Dalam
pendidikan disekolah sering kalanya guru melakukan metode diskusi untuk
menciptakan pembukaan keran pikiran. Negara kita memang negara demokrasi tapi
sayang negara yang kita banggakan ini nampaknya malu-malu dalam menjalankan
demokrasi dalam bidang pendidikan. Saya jadi teringat buku Soe Hok Gie tentang
diskusi yang terjadi antara guru dan murid
Ketika kelas III mulai aku sudah janji tak
mau debat lagi dengan dia. Aku akan pasif saja selama berada dikelas. Tapi dia
nyuruh aku. Terpaksa, adu lidah pula, walaupun sedikit. Dia tanya tentang
kebudayaan Trinil. Ada yang jawab itu kebudayaan setengah manusia dan setengah
kera. (sejak kapan kera berkebudayaan? Apakah memetik buah dengan tangan oleh
kera sama dengan kebudayaan?). dia lalu tanya padaku. Aku bilang tak tahu
tentang kebudayaan Trinil. Sebab Phithecantropus erectus tidak meninggalkan
benda budaya. Kita mendapati makhluk yang sama (homo pekinensis) yang meningallkan
benda-benda budaya. Jadi mungkin Kebudayaan Trinil sama dengan kebudayaan Homo
pekinensis. Tapi dia bilang itu kurang benar. Pokoknya ia memutar-mutar. Aku
diam saja, nanti dia marah kalo aku sebut benar-benaran. (catatan seorang
demonstran – soe hok gie)
soe hok gie |
Ini
adalah contoh diskusi yang terjadi ditahun 1960 pada zaman Soe Hok Gie, selazimnya
seorang guru, seharusnya mempunyai sesuatu yang lebih. Lebih paham, lebih
pintar dan lebih bijak. Namun apa yang terjadi di diskusi tersebut, si guru
hanya mencari kesalahan siswa dan tiada yang lebih jahat daripada “menjatuhkan
siswa didepan teman-teman”. Dalam sosiologi ada sebuah teori labeling, yaitu menjadikan
label atau trend mark seseorang. Dalam hal ini kita bisa melihat si murid yang
mempunyai pemikiran berbeda dengan si guru malah dijatuhkan lalu dianggap
“pembangkang”.
Dalam
metode diskusi, guru dituntut mempunyai pengetahuan yang mumpuni, tidak
ketinggalan jaman dan mampu mendalami bahasa siswa. Saya ambil contoh, berapa
jumlah skripsi yang ada di Universitas di jakarta?? Apakah itu merubah cara
pikir penduduk jakarta?? Tidak!! Karena skripsi itu menggunakan bahasa baku
atau ilmiah sehingga sulit bagai masyarakat menguyah hasil penelitian tersebut.

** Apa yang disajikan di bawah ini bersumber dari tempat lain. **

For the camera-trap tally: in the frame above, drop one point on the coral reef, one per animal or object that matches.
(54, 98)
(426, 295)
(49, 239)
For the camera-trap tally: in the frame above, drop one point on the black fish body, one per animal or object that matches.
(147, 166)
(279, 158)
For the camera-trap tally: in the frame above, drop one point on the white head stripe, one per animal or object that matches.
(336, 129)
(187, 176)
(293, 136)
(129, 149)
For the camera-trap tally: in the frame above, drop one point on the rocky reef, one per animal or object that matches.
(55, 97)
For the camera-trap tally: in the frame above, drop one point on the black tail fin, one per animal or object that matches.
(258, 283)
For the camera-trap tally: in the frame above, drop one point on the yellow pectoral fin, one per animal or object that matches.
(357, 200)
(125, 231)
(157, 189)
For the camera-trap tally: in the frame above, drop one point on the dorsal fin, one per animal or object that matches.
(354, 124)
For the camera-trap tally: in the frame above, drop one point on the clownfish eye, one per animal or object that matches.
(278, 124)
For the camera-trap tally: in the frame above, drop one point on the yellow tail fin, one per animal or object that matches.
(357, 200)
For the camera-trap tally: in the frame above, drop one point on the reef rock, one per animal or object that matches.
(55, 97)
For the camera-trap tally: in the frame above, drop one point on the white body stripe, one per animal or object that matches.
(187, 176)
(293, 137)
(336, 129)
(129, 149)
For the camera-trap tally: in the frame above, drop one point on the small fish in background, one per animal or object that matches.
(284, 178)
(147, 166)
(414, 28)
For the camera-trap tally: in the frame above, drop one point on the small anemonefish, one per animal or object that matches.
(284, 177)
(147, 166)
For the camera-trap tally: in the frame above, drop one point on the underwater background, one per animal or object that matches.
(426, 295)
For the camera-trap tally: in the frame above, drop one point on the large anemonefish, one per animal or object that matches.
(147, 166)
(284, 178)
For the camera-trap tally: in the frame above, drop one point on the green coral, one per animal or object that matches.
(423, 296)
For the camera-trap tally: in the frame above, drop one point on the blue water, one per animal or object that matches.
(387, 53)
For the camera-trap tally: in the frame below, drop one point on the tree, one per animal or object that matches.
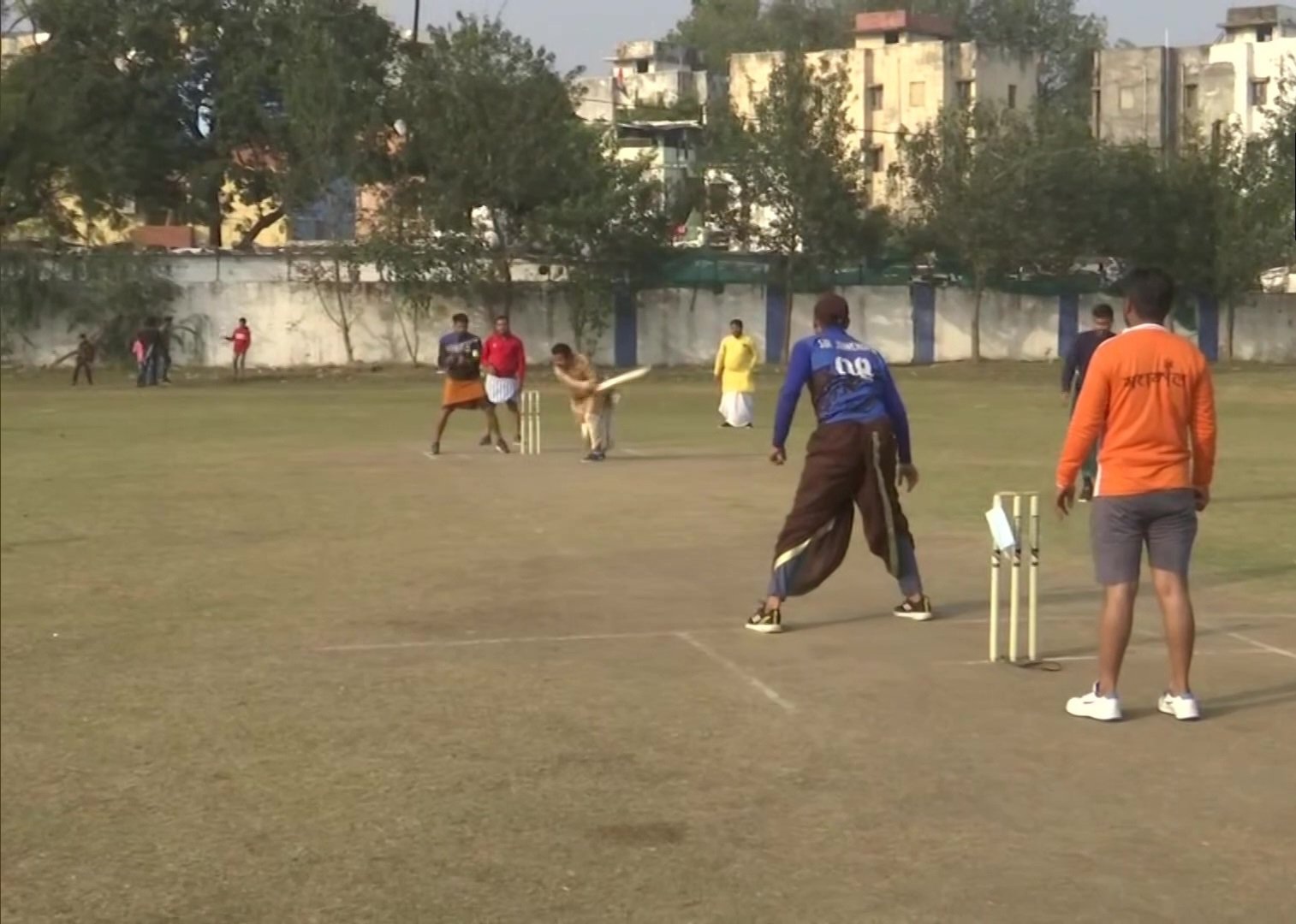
(419, 264)
(975, 194)
(801, 193)
(181, 108)
(615, 234)
(491, 143)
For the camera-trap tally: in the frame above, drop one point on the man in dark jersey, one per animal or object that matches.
(461, 357)
(857, 456)
(1073, 380)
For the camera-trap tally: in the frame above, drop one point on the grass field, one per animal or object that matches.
(264, 661)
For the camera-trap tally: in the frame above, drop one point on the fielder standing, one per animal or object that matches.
(857, 456)
(1150, 397)
(1073, 380)
(461, 355)
(735, 362)
(504, 364)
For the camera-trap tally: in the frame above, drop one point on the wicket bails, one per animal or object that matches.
(530, 423)
(997, 556)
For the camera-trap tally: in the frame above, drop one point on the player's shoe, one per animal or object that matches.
(1094, 705)
(766, 621)
(918, 612)
(1184, 707)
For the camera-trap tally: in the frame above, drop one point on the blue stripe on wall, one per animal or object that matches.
(627, 328)
(1208, 327)
(1068, 322)
(776, 324)
(922, 299)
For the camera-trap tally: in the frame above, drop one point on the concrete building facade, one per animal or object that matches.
(902, 70)
(1164, 95)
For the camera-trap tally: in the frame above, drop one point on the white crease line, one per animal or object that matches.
(511, 641)
(1263, 646)
(1067, 659)
(770, 694)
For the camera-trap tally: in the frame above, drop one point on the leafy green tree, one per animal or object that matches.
(615, 234)
(161, 104)
(800, 188)
(972, 193)
(491, 143)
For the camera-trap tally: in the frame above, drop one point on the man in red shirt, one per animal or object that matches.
(504, 364)
(241, 339)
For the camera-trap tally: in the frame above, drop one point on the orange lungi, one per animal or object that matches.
(463, 393)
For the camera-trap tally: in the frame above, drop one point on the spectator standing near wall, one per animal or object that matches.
(85, 354)
(1073, 380)
(241, 341)
(146, 352)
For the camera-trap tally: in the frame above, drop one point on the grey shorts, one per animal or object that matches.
(1164, 521)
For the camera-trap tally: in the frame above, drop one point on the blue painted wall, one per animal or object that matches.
(625, 345)
(922, 299)
(776, 324)
(1068, 323)
(1208, 327)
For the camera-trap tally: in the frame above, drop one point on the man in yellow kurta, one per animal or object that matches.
(734, 364)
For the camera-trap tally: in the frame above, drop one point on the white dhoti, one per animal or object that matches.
(501, 390)
(738, 408)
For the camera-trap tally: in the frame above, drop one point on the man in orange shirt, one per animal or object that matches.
(1149, 395)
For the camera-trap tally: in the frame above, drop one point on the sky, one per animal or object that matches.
(582, 33)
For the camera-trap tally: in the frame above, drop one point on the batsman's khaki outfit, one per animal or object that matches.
(592, 412)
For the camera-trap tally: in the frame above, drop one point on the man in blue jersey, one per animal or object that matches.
(857, 456)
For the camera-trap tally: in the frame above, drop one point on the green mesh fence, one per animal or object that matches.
(714, 270)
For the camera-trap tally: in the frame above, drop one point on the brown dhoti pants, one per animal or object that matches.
(847, 465)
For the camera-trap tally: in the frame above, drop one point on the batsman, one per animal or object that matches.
(857, 458)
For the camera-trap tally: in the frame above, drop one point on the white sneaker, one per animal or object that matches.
(1093, 705)
(1182, 707)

Karena sejatinya orang pintar adalah bukan karena title S1 sampai Profesor,
tapi yang mampu menterjemahkan bahasa ilmiah ke bahasa sehari-hari. Sehingga
skripsi atau makalah maupun paper
bisa berguna dalam kehidupan sosial, lalu kembali ke masalah diskusi, sebagai
tenaga guru yang profesional kita juga harus mampu mengerti dengan bahasa anak
sekarang (modern) sehingga lebih mudah memberikan materi kepada mereka dan yang
pasti jangan mengadili suatu statement tapi lebih baik menggiring sebuah opini
agar menjadi wacana yang bisa didebatkan, itulah isi maksud diskusi. Bisa jadi
murid lebih tahu dari guru karena dunia internet (baca ; Global )Tidak ada yang
final dalam diskusi, dan memang tidak ada yang final di pengetahuan sosial.
Karena semua akan selalu *berdialektika.